I thought I make a screenshot. Just in case it does not last for long. Currently iCE is playing in the already very strong division 3 of the CCRL where it is one of the weakest engine of that division. Probably it will score some bad losses and lose some points again.

But for now time for a little celebration.

Sunday, May 25, 2014

Older versions of iCE

A fellow programmer asked me about older weaker versions of iCE to measure progress against. I think this is a nice idea. I remember when I started most of the programs I found were so strong iCE did lose almost every game. I measured progress by the moves until checkmate was delivered.

So I looked up my old files. I did not have an ice01 executable anymore but I still had a collection of the sources and they still compiled, yeah !

So here is a link to a fresh compile of old ice01. This version is from 2011. It is not able to use a book already.

http://www.fam-petzke.de/downloads/ice01.exe

I have no package of ice02 anymore. This was before I was using git. The sources were modified to become ice03 and I don't have the ones that compile to ice02 anymore.

But I still have a iCE 0.3 available. You find it here

http://www.fam-petzke.de/downloads/iCE_v03_2750.zip

Both ice01 and ice03 are only available as 32 bit versions. They don't compile as native x64 applications due to some inline assembler that I used. They run however fine on a x64 system, just a bit slower.

iCE 1.0 is the first iCE that is available as native x64 application.

Have fun with them. I hope they help.

Thursday, May 1, 2014

Move ordering

The way the chess engine search demand a very good ordering of moves. To be able the handle the huge search space it is important to search the best move in a certain position first. Often it turns out that this move is so good, the opponent won't play moves leading into that position and then you don't have to look at the remaining moves at all.

There are several techniques available to deal with that and iCE uses most of them.
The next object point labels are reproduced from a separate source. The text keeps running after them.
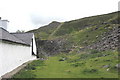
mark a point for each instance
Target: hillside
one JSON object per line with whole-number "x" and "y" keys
{"x": 85, "y": 48}
{"x": 96, "y": 32}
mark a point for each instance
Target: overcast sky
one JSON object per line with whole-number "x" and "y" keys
{"x": 31, "y": 14}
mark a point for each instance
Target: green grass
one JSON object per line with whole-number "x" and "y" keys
{"x": 73, "y": 66}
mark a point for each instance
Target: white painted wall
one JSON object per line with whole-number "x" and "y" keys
{"x": 4, "y": 24}
{"x": 12, "y": 56}
{"x": 34, "y": 45}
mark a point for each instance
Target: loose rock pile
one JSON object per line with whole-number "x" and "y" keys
{"x": 109, "y": 41}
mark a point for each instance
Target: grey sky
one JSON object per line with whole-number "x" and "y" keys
{"x": 31, "y": 14}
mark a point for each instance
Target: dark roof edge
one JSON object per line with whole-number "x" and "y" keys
{"x": 14, "y": 42}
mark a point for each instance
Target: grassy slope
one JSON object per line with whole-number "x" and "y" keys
{"x": 79, "y": 33}
{"x": 75, "y": 66}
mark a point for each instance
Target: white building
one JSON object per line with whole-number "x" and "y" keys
{"x": 15, "y": 49}
{"x": 4, "y": 23}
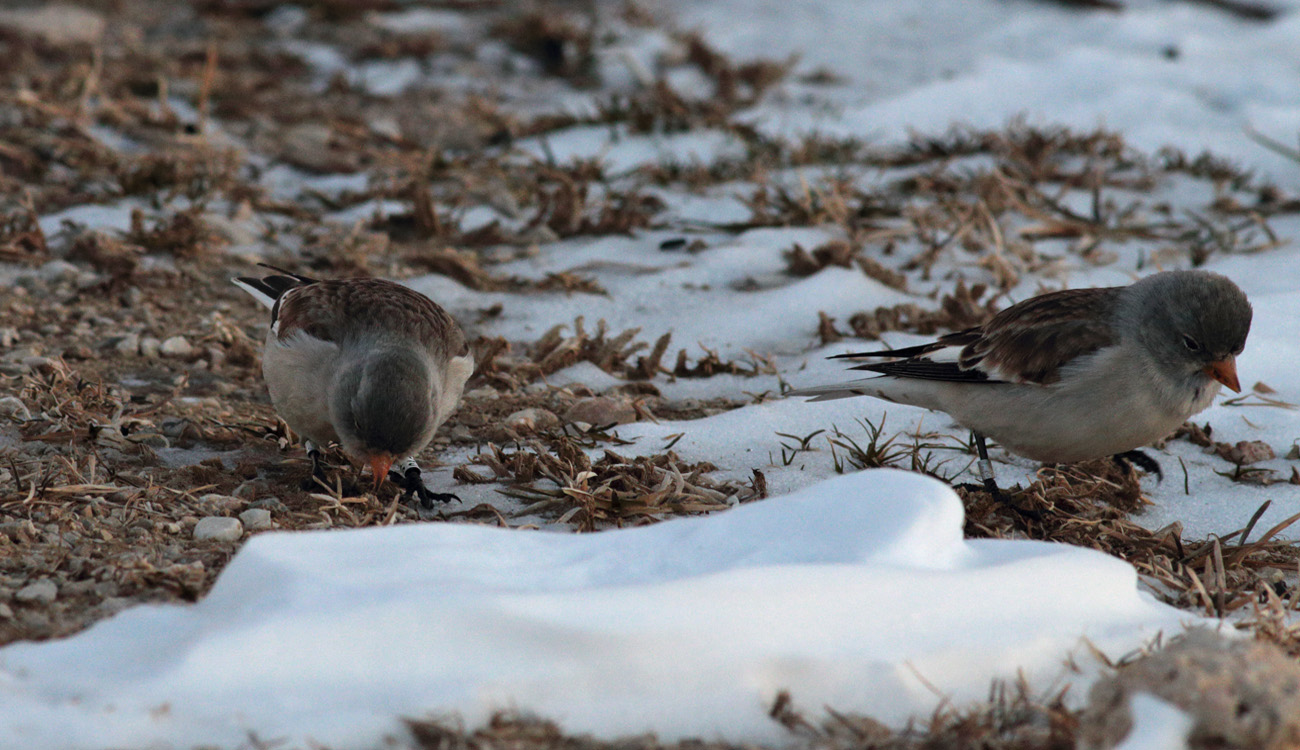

Last time I measured it did search the best move first in more than 90% of the positions.

For that I tried to use some knowledge in the function that orders moves, e.g. order moves with an attacked piece early and moves to squares attacked by opponents pawns late in the list so the function got a bit complex.

One technique I do not use (I tried once but it failed) is history heuristics. This is a simple statistics. Moves that were in other earlier searched positions good are tried before moves that have no or a bad history. I wondered whether I can maybe now replace a bit of my complex knowledge with such a statistics to simplify the engine a bit.

And it turned out I can.

I striped all my move ordering functions that handle quiet moves from knowledge and replaced it by history. The now simpler engine even seems to play a bit better, not by a huge margin but statically significant.

After a lot of failed attempts I'm happy I encountered now a change that works and even makes things simpler. However the idea is well known and widely applied. So nothing to get to excited about.